ATLANTA, GA.- The High Museum of Art
today named Dr. Kirsten Pai Buick the 2015 recipient of the David C. Driskell Prize. Named for the renowned African-American artist and art scholar, the Driskell Prize was founded in 2005 as the first national award to recognize an early or mid-career scholar or artist whose work makes an original and important contribution to the field of African-American art or art history. Buick will be honored at the Driskell Prize Dinner in Atlanta on Saturday, May 2, 2015, at 6:30 p.m.
An associate professor of art history at the University of New Mexico, Buick specializes in American art, focusing her research on African-American art, the impact of race and gender on the history of art, representations of the American landscape, and the history of women as patrons and collectors of the arts. She has advanced scholarship of the work of numerous African-American artists through publications including the first book-length examination of the life and career of 19th-century sculptor Mary Edmonia Lewis.
Kirsten Pai Buick is a seasoned scholar with an impassioned voice as an art historian, said Michael E. Shapiro, Nancy and Holcombe T. Green, Jr., director of the High. She is distinguished by her groundbreaking research on a broad range of historical and contemporary subjects as well as her commitment as a professor. These accomplishments make her a deserving recipient of this years Driskell Prize.
The selection process for the 2015 recipient of the Driskell Prize began with a call for nominations from a national pool of artists, curators, teachers, collectors and art historians. Buick was chosen from these nominations by review committee members assembled by the High, which this year included Michael Rooks, the Highs Wieland Family curator of modern and contemporary art; Andrea Barnwell Brownlee, 2013 Driskell Prize recipient and director of the Spelman College Museum of Fine Art; and Lauren Haynes, assistant curator, Studio Museum in Harlem.
Buick is a tenured associate professor at the University of New Mexico, where she has taught for more than 14 years. Buick earned her bachelors degree in art history and Italian literature in 1985 from the University of Chicago. In the early 1990s, she moved to Italy for eight months to continue her work on Italian studies. Noting the prominence of U.S. visual culture in Europe during her time there, she re-focused her area of concentration to British colonial and American art upon her return to the United States. She earned her masters and doctorate degrees in art history from the University of Michigan.

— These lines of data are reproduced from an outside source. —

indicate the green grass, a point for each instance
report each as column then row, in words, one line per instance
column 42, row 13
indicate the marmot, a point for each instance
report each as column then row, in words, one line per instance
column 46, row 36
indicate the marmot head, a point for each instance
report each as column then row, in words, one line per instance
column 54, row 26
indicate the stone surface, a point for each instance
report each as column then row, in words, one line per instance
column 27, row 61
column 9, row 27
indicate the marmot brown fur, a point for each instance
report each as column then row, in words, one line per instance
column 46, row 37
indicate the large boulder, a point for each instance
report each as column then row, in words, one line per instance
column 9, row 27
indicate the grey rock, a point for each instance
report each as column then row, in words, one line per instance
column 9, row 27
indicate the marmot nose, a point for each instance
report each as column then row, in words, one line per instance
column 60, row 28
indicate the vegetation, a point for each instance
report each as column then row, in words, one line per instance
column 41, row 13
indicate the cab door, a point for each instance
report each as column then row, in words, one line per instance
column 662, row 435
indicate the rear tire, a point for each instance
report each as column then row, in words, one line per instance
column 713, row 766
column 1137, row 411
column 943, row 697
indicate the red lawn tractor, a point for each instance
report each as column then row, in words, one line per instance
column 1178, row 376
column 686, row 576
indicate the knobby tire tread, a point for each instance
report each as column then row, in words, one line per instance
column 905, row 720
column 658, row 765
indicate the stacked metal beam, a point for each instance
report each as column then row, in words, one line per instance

Buick has published extensively on African-American art. Her book Child of the Fire: Mary Edmonia Lewis and the Problem of Art Historys Black and Indian Subject was published by Duke University Press, and her second book, In Authenticity: Kara Walker and the Eidetics of Racism, is currently in progress. Her published articles include studies on the work of artists including Daniel Coburn, Patrick Nagatani, Joseph Delaney, Aaron Douglas, Horace Pippin and Kehinde Wiley.
In addition to receiving the Driskell Prize, Buick has earned numerous academic, professional and scholarly awards and grants including the Smithsonian American Art Museums Predoctoral Fellowship, the Charles Gaius Bolin Fellowship at Williams College, CAA Professional Development Fellowship in Art History, Rhoades Foundation Visiting Lectureship and the UNM University Libraries Faculty Acknowledgement Award.